Kedua, memahami fiqih prioritas. Umat Islam yang bersikap moderat sudah semestinya mampu memahami mana-mana saja ajaran Islam yang wajib, sunnah, mubah, makruh, dan haram.
Ketiga, memberikan kemudahan kepada orang lain dalam beragama. Ada istilah bahwa agama itu mudah, tapi jangan dipermudah
Keempat, memahami teks keagamaan secara komprehensif. Perlu dipahami bahwa satu teks dengan yang lainnya itu saling terkait, terutama teks-teks tentang jihad misalnya. Ini yang biasanya dipahami separuh-separuh, tidak utuh, sehingga jihad hanya diartikan perang saja. Padahal makna jihad sangat beragam sesuai dengan konteksnya.
Kelima, bersikap toleran. Umat Islam yang bersikap moderat adalah mereka yang bersikap toleran, menghargai pendapat lain yang berbeda –selama pendapat tersebut tidak sampai pada jalur penyimpangan.
Keenam, memahami sunnatullah dalam penciptaan. Allah menciptakan segal sesuatu melalui proses, meski dalam Al-Qur’an disebutkan kalau Allah mau maka tinggal “kun fayakun.” Namun dalam beberapa hal seperti penciptaan langit dan bumi –yang diciptakan dalam waktu enam masa. Pun dalam penciptaan manusia, hewan, dan tumbuhan. Semua ada tahapannya. (NU Online: 20 Juli 2021).
INISNU sebagai Pesantren Pergerakan
Kampus sebagai aktualisasi pergerakan mahasiswa haruslah terus mengalami transformasi bukan hanya dalam bidang ilmu pengetahuan namun lebih daripada itu, perguruang tinggi wajib turut andil pula dalam upaya membentung paham radikalis-ektremis dan paham-paham intoleran lainnya yang telah dirasa membahayakan negeri ini.

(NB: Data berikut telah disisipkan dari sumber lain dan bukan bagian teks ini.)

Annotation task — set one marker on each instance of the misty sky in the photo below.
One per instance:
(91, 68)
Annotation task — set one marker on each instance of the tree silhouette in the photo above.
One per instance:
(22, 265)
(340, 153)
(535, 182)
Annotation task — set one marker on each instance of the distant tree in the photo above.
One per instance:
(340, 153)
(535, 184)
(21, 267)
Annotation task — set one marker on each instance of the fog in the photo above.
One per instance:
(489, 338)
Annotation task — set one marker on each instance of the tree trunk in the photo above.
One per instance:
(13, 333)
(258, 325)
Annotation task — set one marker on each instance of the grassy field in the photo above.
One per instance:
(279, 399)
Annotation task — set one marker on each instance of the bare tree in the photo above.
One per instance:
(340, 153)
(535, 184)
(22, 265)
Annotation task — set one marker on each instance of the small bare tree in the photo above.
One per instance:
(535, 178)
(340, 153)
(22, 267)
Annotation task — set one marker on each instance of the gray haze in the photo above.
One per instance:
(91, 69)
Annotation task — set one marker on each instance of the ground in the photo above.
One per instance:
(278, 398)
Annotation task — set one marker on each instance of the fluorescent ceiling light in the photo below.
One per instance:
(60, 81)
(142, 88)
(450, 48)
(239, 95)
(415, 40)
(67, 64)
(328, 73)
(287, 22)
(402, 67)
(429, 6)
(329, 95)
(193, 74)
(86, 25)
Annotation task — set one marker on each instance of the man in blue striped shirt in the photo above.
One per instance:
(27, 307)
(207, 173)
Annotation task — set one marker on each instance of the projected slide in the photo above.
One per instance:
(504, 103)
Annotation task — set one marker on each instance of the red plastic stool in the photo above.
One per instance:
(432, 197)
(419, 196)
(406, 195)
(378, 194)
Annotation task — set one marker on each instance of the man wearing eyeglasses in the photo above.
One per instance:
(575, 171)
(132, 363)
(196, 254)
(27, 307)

Pada periode ini INISNU memiliki perbedaan karena mengusung dan menerapkan paradigma keilmuan integrasi-kolaborasi, collaboration of science, atau takatuful ulum dengan metafora Ketupat Ilmu yang digagas Hamidulloh Ibda melalui buku Membangun Paradigma Keilmuan Ketupat Ilmu: Integrasi-Kolaborasi: Collaboration of Science, Takatuful Ulum, dan Kolaborasi Ilmu.
Penulis merasa tranformasi yang dialami oleh INISNU Temanggung menggambarkan bahwasannya INISNU Temanggung bukan hanya menjadi perguruan tinggi formal seperti pada umumnya, akan tetapi INISNU kini telah bertransformasi menjadi semacam pesantren pergerakan modern yang aktif dalam khazanah ilmu pengetahuan, keagamaan hingga kearifan lokal.
Sebagaimana telah disebutkan perintegrasian dan kolaborasi ilmu pengetahuan dengan khas kearifan bangsa telah menggambarkan bahwasannya kampus INISNU Temanggung telah bertransformasi dan menyeimbangkan antara aspek ilmu pengetahuan dengan keagamaan.
Dimana kedua aspek tersebut akan menciptakan sumber daya manusia atau lulusan yang mengetahui betul akan kebutuhan dan tantangan zaman dan dapat menyaring akan paham-paham intoleran yang berusaha memecah persatuan bangsa.
-Penulis adalah Mahasiswa Institut Islam Nahdlatul Ulama (INISNU) Temanggung.